Dark Longing

Front Cover_DarkLonging_High Res“Every story has more than one side, like a crystal that captures and reflects different colors of light. Do not take for granted what you think you know, for until you hold the entire jewel in your palm, the temptation is to fall prey to illusion and deception.”

This is a story of the Dark Ones…

Inanna: the vampire warrior

Known as the Angel of Death among her kind, she has lived millennia alone, one of the remaining True Bloods in existence, unconsciously longing for the one male she could never have.

Gabriel: the forbidden human

His soul recognizes hers from the first encounter. With the first touch, he is awakened. Though he does not know it, he has been searching for her across the ages.

But even as they are finally reunited, their love faces seemingly impossible odds. Will history repeat itself or will they break all the rules and chart a new course together?

Excerpt:

He turned now to face the woman who had saved him.

Made him.

“You turned me into a… Dark One,” he stated, rather than asked.

She gave one slow nod, holding his gaze intently.

“How?”

She inhaled long and deeply and kept her position by the sliding doors, as if she wanted to run from him but knew that she had to stay. She seemed always to run from him.

“When you died, before your soul departed your body, I gave you my blood to keep you there.”

Said so matter-of-factly, without any inflection or change of expression. When you died. I gave you my blood.

“That’s all it takes to make vampires out of humans?” Gabriel wondered why there weren’t more bloodsuckers running around.

She shook her head. “A vampire would have to share a part of her soul with the human. In most cases, the human’s soul has already departed, because the process of forcing another consciousness into the body is very… arduous. The result of typical turnings is that the vampire loses part of herself in the human shell, and the new vampire is not quite whole. Both the creator and the creation could turn to madness if they do not control themselves, if the shared soul is not strong enough.”

“In most cases,” Gabriel picked up on her phrasing, “but not in mine.”

She did not reply for a long time. He did not prod her. If he was truly what they said he was, he could afford to keep waiting.

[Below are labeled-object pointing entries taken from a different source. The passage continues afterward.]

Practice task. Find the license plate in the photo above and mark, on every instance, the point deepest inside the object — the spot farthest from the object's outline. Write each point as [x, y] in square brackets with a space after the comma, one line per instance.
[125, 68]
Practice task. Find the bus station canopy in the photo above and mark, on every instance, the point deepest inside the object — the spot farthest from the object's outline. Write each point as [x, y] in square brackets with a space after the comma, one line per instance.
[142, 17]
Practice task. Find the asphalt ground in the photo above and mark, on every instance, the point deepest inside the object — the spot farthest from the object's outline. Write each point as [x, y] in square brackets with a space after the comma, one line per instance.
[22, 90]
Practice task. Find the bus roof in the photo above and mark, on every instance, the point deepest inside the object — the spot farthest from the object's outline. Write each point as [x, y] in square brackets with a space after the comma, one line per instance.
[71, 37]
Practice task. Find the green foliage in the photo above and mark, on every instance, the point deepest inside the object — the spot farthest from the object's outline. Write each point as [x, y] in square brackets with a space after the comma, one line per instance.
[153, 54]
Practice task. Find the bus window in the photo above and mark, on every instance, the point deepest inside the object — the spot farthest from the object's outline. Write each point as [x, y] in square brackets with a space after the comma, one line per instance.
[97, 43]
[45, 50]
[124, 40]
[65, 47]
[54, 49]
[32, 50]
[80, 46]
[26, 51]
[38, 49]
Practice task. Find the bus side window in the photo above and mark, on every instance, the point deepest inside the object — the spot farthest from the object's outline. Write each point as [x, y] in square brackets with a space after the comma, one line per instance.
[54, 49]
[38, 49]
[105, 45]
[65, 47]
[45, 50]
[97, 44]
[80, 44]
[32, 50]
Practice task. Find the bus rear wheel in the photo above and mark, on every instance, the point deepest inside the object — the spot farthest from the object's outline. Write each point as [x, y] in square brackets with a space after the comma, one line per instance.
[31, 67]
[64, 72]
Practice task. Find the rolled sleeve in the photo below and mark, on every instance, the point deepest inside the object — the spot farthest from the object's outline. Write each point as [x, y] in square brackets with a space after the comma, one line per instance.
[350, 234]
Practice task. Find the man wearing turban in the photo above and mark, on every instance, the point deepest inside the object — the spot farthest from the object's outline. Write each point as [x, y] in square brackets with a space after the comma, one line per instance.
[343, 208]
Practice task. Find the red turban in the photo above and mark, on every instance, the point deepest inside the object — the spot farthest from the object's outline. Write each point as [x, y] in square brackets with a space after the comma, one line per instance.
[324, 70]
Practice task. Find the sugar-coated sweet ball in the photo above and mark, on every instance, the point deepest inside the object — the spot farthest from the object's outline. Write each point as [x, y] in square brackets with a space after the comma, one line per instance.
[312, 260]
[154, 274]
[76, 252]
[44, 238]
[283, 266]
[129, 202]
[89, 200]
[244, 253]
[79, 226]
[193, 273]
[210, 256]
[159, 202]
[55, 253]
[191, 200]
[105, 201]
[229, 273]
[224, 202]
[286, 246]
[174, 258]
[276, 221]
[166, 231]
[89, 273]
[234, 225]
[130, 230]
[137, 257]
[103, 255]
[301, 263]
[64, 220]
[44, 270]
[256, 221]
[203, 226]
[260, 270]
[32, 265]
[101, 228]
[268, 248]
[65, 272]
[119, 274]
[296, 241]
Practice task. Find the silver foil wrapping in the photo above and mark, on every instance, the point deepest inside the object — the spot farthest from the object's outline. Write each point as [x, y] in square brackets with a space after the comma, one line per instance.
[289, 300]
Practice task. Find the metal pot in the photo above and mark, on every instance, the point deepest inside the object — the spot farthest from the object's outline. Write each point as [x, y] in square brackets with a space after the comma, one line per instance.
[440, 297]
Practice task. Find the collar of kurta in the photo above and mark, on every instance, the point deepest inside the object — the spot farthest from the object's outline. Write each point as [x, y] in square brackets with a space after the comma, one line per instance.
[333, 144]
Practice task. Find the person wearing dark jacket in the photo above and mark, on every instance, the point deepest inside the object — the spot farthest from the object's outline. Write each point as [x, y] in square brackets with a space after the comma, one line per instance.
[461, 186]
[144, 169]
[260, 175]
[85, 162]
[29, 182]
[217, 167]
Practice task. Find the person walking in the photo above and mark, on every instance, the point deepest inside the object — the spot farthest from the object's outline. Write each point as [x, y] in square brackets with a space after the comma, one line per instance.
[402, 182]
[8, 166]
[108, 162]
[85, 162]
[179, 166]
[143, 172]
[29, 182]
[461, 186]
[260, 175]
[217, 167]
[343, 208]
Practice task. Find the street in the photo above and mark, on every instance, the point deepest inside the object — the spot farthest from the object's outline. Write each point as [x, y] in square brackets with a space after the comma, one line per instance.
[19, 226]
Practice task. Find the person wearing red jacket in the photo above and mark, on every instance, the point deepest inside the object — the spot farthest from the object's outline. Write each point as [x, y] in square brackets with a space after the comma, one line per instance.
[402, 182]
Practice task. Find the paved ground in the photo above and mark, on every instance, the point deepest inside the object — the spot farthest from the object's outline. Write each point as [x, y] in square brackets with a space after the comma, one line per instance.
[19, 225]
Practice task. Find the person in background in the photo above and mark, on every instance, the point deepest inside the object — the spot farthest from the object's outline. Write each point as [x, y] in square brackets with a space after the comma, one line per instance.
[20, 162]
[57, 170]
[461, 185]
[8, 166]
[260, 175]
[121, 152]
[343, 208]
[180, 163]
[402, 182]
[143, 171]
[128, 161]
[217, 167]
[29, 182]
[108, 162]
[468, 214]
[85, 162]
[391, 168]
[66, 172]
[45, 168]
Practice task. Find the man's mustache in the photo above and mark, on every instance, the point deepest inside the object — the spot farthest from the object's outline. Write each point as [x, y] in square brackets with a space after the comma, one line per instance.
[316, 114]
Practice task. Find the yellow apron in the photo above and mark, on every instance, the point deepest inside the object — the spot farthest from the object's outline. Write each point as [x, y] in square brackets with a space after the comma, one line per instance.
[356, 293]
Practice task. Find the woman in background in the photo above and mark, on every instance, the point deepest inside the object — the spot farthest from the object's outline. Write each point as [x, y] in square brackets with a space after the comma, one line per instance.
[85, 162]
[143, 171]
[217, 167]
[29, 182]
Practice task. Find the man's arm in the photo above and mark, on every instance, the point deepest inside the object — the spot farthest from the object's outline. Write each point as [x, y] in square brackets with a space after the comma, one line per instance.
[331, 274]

“Not in your case,” she finally agreed and said nothing more.

He continued to stare at her, but she did not seem to have the inclination or will to continue. Her eyes flickered as if she lacked the courage as well.

“And how does it work, exactly, if my body is now crowded with more than just my own soul?” he asked quietly. There was no way he would let her escape from answering.

She swallowed as her eyes lowered momentarily, her long, gold-tipped lashes fluttering as if she were fragile and vulnerable.

Gabriel clenched his jaw as the ridiculous desire to comfort her almost overwhelmed him.

When she looked back into his eyes, he saw a steely determination there, as if she were bracing herself for retribution against a wrong she’d committed but was not sorry for.

“We are Bonded, you and I, until one of us perishes,” she stated in a clear, steady voice. “In my Kind, we would be called Blooded Mates. In the human world, I suppose the closest thing would be marriage, except there is no divorce, no going back.”

Ironic, that, Gabriel thought. Just a while ago, Benji had wished for their marriage.

“And I had no say in this?” his words were but a whisper, seemingly innocuous yet lethal.

Was it his imagination or did her deep blue eyes fill with unshed tears? Gabriel ground his back molars. There went that stupid instinct to protect her again, even against his own inquisition.

“I am sorry,” she said huskily, and he felt her pained contrition as if it were his own. “No, you did not choose this path consciously. You were beyond choice at that point. I am solely accountable for the decision.”

Gabriel took a step toward her, so that mere inches separated them.

He braced an arm beside her head, his hand on the sliding doors behind her, and leaned in so that she was barricaded by the lean, muscled wall of his body, his heat surrounding them both, his breath fogging the air between their faces.

“Why me,” the question was more of a statement, a low, rumbling rasp that raised the baby fine hairs all over her skin.

Inanna could have prevaricated.

She could have given him half-truths.

I saved you because Benji needs his father. I saved you because you could probably give us information about the fight clubs that would be the key to blowing up the scheme and capturing those responsible.

But the truth was none of those things.

When she Bonded him to her, Mated them to each other, she had been thinking of none of those things.

Only one word blocked out all else in her mind: Mine.

“I wanted you,” she said at last, holding his mesmerizing gaze. “So I claimed you.”

His pupils dilated at her words, fleeting expressions of confusion, fury and lust chasing each other across his face.

She closed the last bit of distance between them until they were flush against one another, chest to chest, thigh to thigh, the chunky heel of her combat boots giving her extra height to almost match his. Her lips were exactly level with his jawline, so she rested them there as her arms came around his back, her hands flattening against his spine, then traveling downwards until they each cupped one of his buttocks and exerted pressure enough to bring his groin into the notch between her legs.

“I want you,” she breathed against his throat, the whispered words like a vow that sealed their fates.